13 Temmuz 2011 Çarşamba

HAYAT



Ellerimi bağladınız arkadan suratıma tekmeler atıyorsunuz. Ağzımda tükürüklerim ve kanlarım saçılıyor etrafa. Gerin çarmıha beni olsun bitsin. İsa'yı anlar ve belki de tanrıya inanırım. Öyle ki Muhammed ve onun adına konuşanlar inandırıcı gelmiyor bana. 
Yakınlık gösterin bana, sonrada arkamdan bıçaklayın. Sırtıma soktuğunuz bıçak akciğerlerime ulaşsın. Karanlıkta bile gözlerimi bağlayın. Düşünen insanların nezarethanelerdeki uğradığı işkencelere maruz bırakın beni.
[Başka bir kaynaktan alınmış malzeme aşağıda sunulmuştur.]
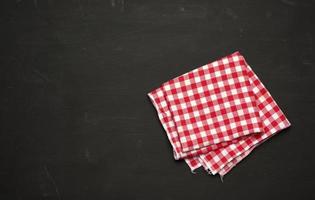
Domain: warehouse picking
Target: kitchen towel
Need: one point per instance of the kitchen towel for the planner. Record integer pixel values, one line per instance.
(216, 114)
Çırılçıplak ıslak soğuk bir taşın üzerine oturtun beni. Bazen de elektrik verin o suya, vücuduma ulaşsın tüm voltaj. Tırnaklarımı kerpetenlerle sökün. Güneşi alıp uzaklaştırın benden. Uzaklara götürün saklayın bir daha göstermeyin sakın ha. Üşütün beni. İt gibi titremek deyimi benimle can bulsun. Yakın beni. Kömür gibi olayım. Ciğerlerim, bağırsaklarım kalbim tenim yansın. Kokuları yayılsın. Pis kokumu duyanlar ortalığa kussun, tükürsünler benim yanık organlarımın kokusunu. 

Sonra yaşıyorsam bile, yanmamışsam yahut asılıp, kesilmemişsem henüz, nefes almamı engelleyin. Yetmedi mi hala? Parçalayın savurun her yana kuşlar bile yiyemesin hücrelerime ayırın. Yetmedi mi? Yetmeyecek mi? Nedenini bilsem bu yaptıklarının, sana karşı boyun eğerdim hayat, ama bana açıklama yapmadığın sürece sen bastıkça gırtlağıma bende çırpınmaya devam edeceğim. Seni yok etmek değil, var edeceğim hayat. Sana; beni de, sendeki bana ayrılmış payı da, yedirmeyeceğim hayat. Ya ölürüm ya da anlarım seni hayat.